Zobaczymy, czy te przesadzane się przyjmą.
Efekt wcale mnie nie zadowala. Bo nie tak miało to wyglądać, poza tym szkoda tej przestrzeni którą teraz widać, a którą potem zasłonią te iglaki.

Wszystko mnie dzisiaj boli, czuję każdy mięsień i każdą kosteczkę, forma po zimie skandaliczna.
A jutro jedziemy do Warszawy, M. służbowo, a ja poszaleć po OBI, Castoramie, Praktikerze, oczywiście wszystko do ogrodu.

Nic to, jeśli chociaż ze dwa sezony będzie spokój, to już dobrze.
To w końcu kilkadziesiąt letnich ciepłych wieczorów, zachodów słońca, kilkadziesiąt poranków z ptakami drącymi się w olszynach, zanim je wytną.
Wystarczy, by zapamiętać i we wspomnieniach przywoływać, mając już przed oczyma betoniary, kopary i metalowe żurawie.

A dziś słońce świeci, na niebie klucze żywych żurawi, zaczynają kwitnąć prymulki, pięknie jest....buziaki wszystkim :)

UlaB
01-04-2009, 11:24
:( nieładnie to wygląda... dlaczego nie jestem zaskoczona postawą władz gminy :roll:


Dziewczyny, dziękuję za pocieszenie, wiosnę i ciepłe myśli.
Ja się nie poddałam, chcę umówić się z jakimś prawnikiem, zasięgnąć opinii, nie chcę się pozbawiać resztki nadziei.

Tolu, jaksi czas temu na naszym forum GW byl dluuuugi watek na temat pewnego developera - chodzilo o szeregowki i jak robili w konia klientow. Wiem, ze jakis bialostocki prawnik byl wsrod poszkodowanych i byl jednym z prowadzących sprawe ze strony psozkodowanych. Firma, ktora wtedy oglosila upadlosc, zostala przejeta przez jedną ze spolek dewelopera, ktory ma Wam za plotem budowac te osiedle i w tej chwili buduja osiedle szeregowek pod nowym szyldem. I teraz kwestia taka - czy ten poszkodowany prawnik jest powiązany z deweloperem czy prost przeciwnie. Bo jesli to drugie, to czlowiek jest dobrze zorienotwany i nie ma koligacji z "Waszym" deweloperem" a to moze oznaczac ze bylby odpowiadnią osobą do zajęcia sie tą sprawą, nie sądzisz? Tylko jak go znaleźć....

braza
01-04-2009, 11:40
Idź do prawników, jak nie u siebie, to poszukaj dalej, skrzyczcie się z sąsiadami, i "kupa mości panowie, bo kupy nikt nie ruszy"!! Jak to mawiał nasz stary trener Górski: "Póki piłka w grze..." - dopóki nie zaczęli, to jest szansa!!!!
Wspieram Cię cały czas duchowo!!!!!

tola
01-04-2009, 11:46
UlaB, dzięki za te informacje, trzeba to będzie sprawdzić.
Choć nie napawa optymizmem to, co piszesz. Oni wiedzą jak mają zagrać, by zrobić to, na czym im zależy.
A nam takie sposoby nawet się nie śnią.

tola
01-04-2009, 11:47
Braza, bez prawnika ani rusz, jesteśmy traktowani jak infantylny motłoch.
A to mi się baaardzo nie podoba :evil:

Sloneczko
01-04-2009, 11:53
Bo jesli to drugie, to czlowiek jest dobrze zorienotwany i nie ma koligacji z "Waszym" deweloperem" a to moze oznaczac ze bylby odpowiadnią osobą do zajęcia sie tą sprawą, nie sądzisz? Tylko jak go znaleźć....
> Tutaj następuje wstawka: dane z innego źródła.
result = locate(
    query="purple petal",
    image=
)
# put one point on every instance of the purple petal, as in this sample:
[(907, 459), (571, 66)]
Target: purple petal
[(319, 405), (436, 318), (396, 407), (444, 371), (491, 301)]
Poszukaj tego wątku przez wyszukiwarkę na GW. Ja spróbowałam tak: http://tiny.pl/bzx2 , ale reszta należy do Ciebie :)

Ivonesca
01-04-2009, 12:08
Tola - widzę, że choć troszkę wróciłą radość życia i oczekiwania na wiosnę :-)
mam nadzieję, że uda się Wam jeszcze coś zwojować - trzymam kciuki i pozdrawiam serdecznie :-)

Iwuś
01-04-2009, 12:21
To straszne co chcą Wam zrobić :o :o :o :o :evil: Brak słów...
Fajnie, że przez jakis czas zapowiada się spokój, ale ciągle ta myśl już będzie z Tobą niestety.
Ja chciałam mieszkać na sielankowej wsi, a sołtys się rozochocił i sprzedał działkę za nami :o :o I teraz będę mieszkać na osiedlu "domków jednorodzinnych", bo sąsiadów nie będę miała tylko po bokach, ale też za nami gdzie miałam przepiekny widoczek na wzgórza :cry: :cry: Na dodatek budowę chcą zacząć już w kwietniu, więc nawet jednego sezonu nie przeżyję w spokoju, bo za płotem wykopy i betoniara. Jestem wściekła na sołtysa :evil: :evil: :evil:
Życzę Wam mimo wszystko powodzenia, bo wiem co oznacza to poczucie bezsilności...

rogbog
01-04-2009, 13:22
My za płotem -z 3 stron będziemy mieć sąsiadów.Po bokach-juz się przyzwyczaiłam.ale za plecami... :-? Miałam piękne widoki,mam nadzieję że do konca ich nie stracę.Najgorszy "ból"..że jednym z sąsiadów za plecami będzie....moja dawna szefowa :x :x .O żesz :evil: Ale i to muszę przeżyć.
Najgorsze było to jak wpadła na pomysł,żeby pzre naszą działkę przekopac się do kanalizacji,wody może jeszcze gazu :o .Wtedy dopiero miałam stresa :( 8) .
Ale-po głębokim namyśle, powiedziałam nie.
Nie chcę miec kłopotów w przyszłosci-rura pęknie i takie tam.
Może nie zachowałam sie "po ludzku", ale chcę mieć święty spokój.

Pozdr

UlaB
01-04-2009, 14:48
Bo jesli to drugie, to czlowiek jest dobrze zorienotwany i nie ma koligacji z "Waszym" deweloperem" a to moze oznaczac ze bylby odpowiadnią osobą do zajęcia sie tą sprawą, nie sądzisz? Tylko jak go znaleźć....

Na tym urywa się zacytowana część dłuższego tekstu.